Just install everything into the Homebrew prefix like this:

echo "export GEM_HOME='$(brew --prefix)'" >> ~/.bashrc

It doesn’t work! I get some “permissions” error when I try to install stuff!

Note, maybe you shouldn’t do this on Lion, since Apple have decided it is not a good default.

If you ever did a sudo gem, etc. before then a lot of files will have been created chown root. Fix with:

sudo chown -R $USER /Library/Ruby /Library/Perl /Library/Python

Perl CPAN Modules without sudo

The Perl module local::lib works similarly to rvm (although for modules only, not perl installations). A simple solution that only pollutes your /Library/Perl a little is to install local::lib with sudo:

sudo cpan local::lib

Note that will install some other dependencies like Module::Install.
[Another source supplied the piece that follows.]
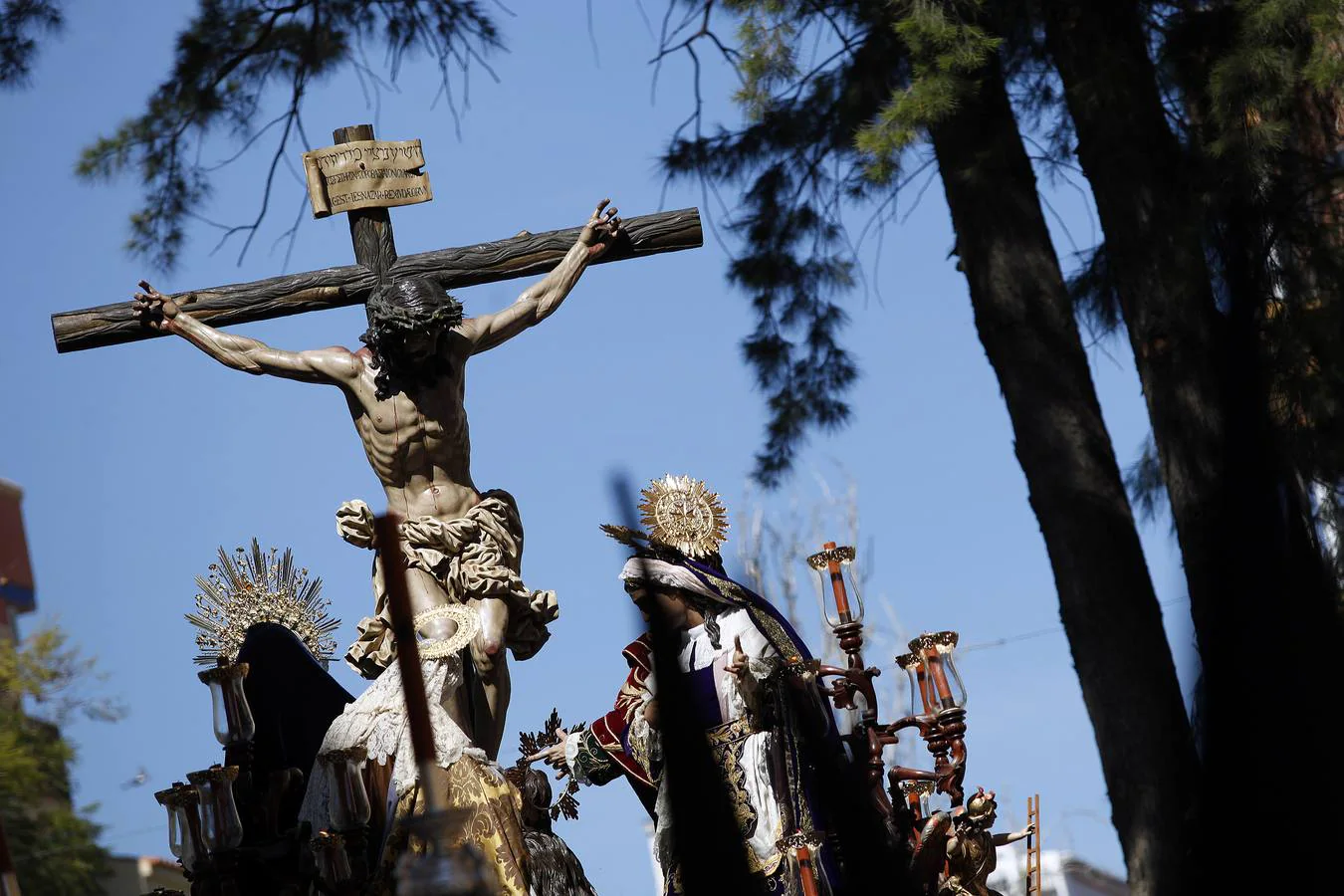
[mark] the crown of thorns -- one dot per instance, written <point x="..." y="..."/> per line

Then put the appropriate incantation in your shell’s startup, eg. for .bash_profile you insert the below, for others see the local::lib docs.

eval $(perl -I$HOME/perl5/lib/perl5 -Mlocal::lib)
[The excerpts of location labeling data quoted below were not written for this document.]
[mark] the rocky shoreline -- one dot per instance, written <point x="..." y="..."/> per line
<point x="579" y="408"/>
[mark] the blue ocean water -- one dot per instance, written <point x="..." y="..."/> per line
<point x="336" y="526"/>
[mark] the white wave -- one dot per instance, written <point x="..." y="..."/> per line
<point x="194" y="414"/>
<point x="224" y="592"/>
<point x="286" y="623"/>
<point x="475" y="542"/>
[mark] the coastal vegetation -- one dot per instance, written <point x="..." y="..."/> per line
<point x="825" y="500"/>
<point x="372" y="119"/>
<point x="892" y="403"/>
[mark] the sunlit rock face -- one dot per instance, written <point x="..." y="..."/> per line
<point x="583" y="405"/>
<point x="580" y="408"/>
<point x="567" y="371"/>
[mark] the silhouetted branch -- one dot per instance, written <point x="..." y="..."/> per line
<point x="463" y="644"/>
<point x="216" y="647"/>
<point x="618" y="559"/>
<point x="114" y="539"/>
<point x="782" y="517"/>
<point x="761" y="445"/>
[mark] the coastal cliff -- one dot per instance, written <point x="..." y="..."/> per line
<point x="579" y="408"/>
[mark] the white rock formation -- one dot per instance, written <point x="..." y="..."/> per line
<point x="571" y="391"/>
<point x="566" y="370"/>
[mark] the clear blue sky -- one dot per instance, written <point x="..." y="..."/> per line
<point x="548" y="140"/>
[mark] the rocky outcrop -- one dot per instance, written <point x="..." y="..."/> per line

Now (after you restart your shell) cpan or perl -MCPAN -eshell etc. will install modules and binaries in ~/perl5 and the relevant subdirectories will be in your PATH and PERL5LIB etc.

Avoiding sudo alltogether for Perl

If you don’t even want (or can’t) use sudo for bootstrapping local::lib just manually install local::lib in ~/perl5 (or wherever you want) and add the relevant path to PERL5LIB before the .bashrc eval incantation.